CES 2026: NVIDIA details its product roadmap and consolidates its key partnerships

At CES 2026, NVIDIA increases product and partnership announcements, emphasizing a continuous technology chain, from computing infrastructure to embedded AI in vehicles, robots and industrial machines, while relying on a network of leading industrial, cloud and software partners.

The cornerstone of the 2026 edition is the launch of the platform Rubin. Presented as an “AI supercomputer”, Rubin marks an evolution of NVIDIA’s positioning, which no longer highlights an isolated chip but a complete architecture, designed by code design around six components: Vera CPU, Rubin GPU, NVLink 6 interconnect, ConnectX-9 SuperNIC, BlueField-4 DPU and Spectrum-6 Ethernet. The goal is to reduce the overall cost of next-generation AI, both for training and inference, to facilitate large-scale adoption. NVIDIA claims significant gains compared to Blackwell, notably on the cost per token and the efficiency of Mixture of Experts models, in a context where agentic and long reasoning workloads are becoming dominant.

This announcement comes with broad support from the ecosystem, including major cloud providers (Amazon Web Services, Microsoft, Google Cloud And Oracle Cloud Infrastructure) which confirm the arrival of instances based on Rubin from 2026. On the user side, major players in AI such as OpenAI, Anthropic, Meta, Mistral AI Or xAI are part of this trajectory, validating the centrality of NVIDIA infrastructure for the next phase of AI scale-up.

Following on from Rubin, NVIDIA also highlighted BlueField-4 and the Inference Context Memory Storage Platforma new brick intended to respond to the explosion of context memory needs. As models reason over multiple rounds and AI agents become persistent, storing and sharing the KV cache becomes critical. NVIDIA offers here an AI-native approach, capable of increasing token throughput and energy efficiency, relying on an ecosystem of storage and infrastructure partners, including Dell Technologies, HPE, IBM, Pure Storage Or WEKA.

In terms of uses, NVIDIA has broadened its spectrum with Alpamayoa family of open models and tools intended for autonomous driving. The challenge is to deal with rare and complex scenarios that still slow down level 4 autonomy. By combining Vision-Language-Action models with explicit reasoning, simulation and open data sets, NVIDIA intends to accelerate the development of more robust autonomous stacks. Nvidia counts on its partners like Jaguar Land Rover, Lucid Motors And Uberas well as academic research with Berkeley DeepDriveto accelerate this adoption.

Another major focus of the announcements was robotics, an area where NVIDIA demonstrated new open models, with Cosmos, Isaac and GR00T, as well as open source frameworks intended to simplify the simulation, training and evaluation of robots capable of reasoning and learning multiple tasks. This approach aims to transform specialized machines into more general robots, while reducing development costs and complexity. Industrial players like Boston Dynamics, Caterpillar, NEURA Robotics Or LG Electronics will take advantage of CES to present robots integrating the NVIDIA stack.

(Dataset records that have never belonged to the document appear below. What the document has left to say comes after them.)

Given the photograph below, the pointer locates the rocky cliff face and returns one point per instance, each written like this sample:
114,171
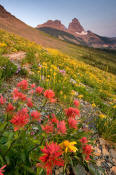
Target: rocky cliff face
53,24
75,26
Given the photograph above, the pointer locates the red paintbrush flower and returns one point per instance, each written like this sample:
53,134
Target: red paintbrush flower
48,128
72,112
35,115
20,119
49,94
61,127
51,157
2,170
84,140
54,119
2,100
18,95
87,151
76,103
29,102
10,107
72,122
23,84
33,85
39,90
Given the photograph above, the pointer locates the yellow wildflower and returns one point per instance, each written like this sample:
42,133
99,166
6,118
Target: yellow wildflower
68,146
102,116
80,96
93,105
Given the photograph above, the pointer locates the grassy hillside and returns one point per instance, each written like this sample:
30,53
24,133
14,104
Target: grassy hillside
69,77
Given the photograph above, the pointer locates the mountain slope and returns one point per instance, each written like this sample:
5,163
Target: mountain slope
79,34
105,60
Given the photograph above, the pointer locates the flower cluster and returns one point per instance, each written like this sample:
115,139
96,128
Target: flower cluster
87,149
51,157
54,132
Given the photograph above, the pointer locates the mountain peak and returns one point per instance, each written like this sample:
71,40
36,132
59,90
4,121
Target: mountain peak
75,26
53,24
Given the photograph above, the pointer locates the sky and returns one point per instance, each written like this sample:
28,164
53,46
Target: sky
99,16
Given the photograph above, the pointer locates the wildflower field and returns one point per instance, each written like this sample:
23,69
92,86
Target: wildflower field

Finally, NVIDIA illustrates the convergence of these bricks in mass-produced automobiles with Mercedes-Benz. The new CLA, the first model based on the MB.OS platform, includes the software DRIVE AV from NVIDIA for advanced Level 2 driver assistance features, with an architecture combining end-to-end AI and redundant safety stack via the Halos system. This partnership shows how software-defined AI can quickly translate into real-world features on the road.

Through these product and partnership announcements, NVIDIA is delivering at CES 2026 affirming its ability to unite partners and customers around the same technological stack, intended to serve as a reference for industrial AI.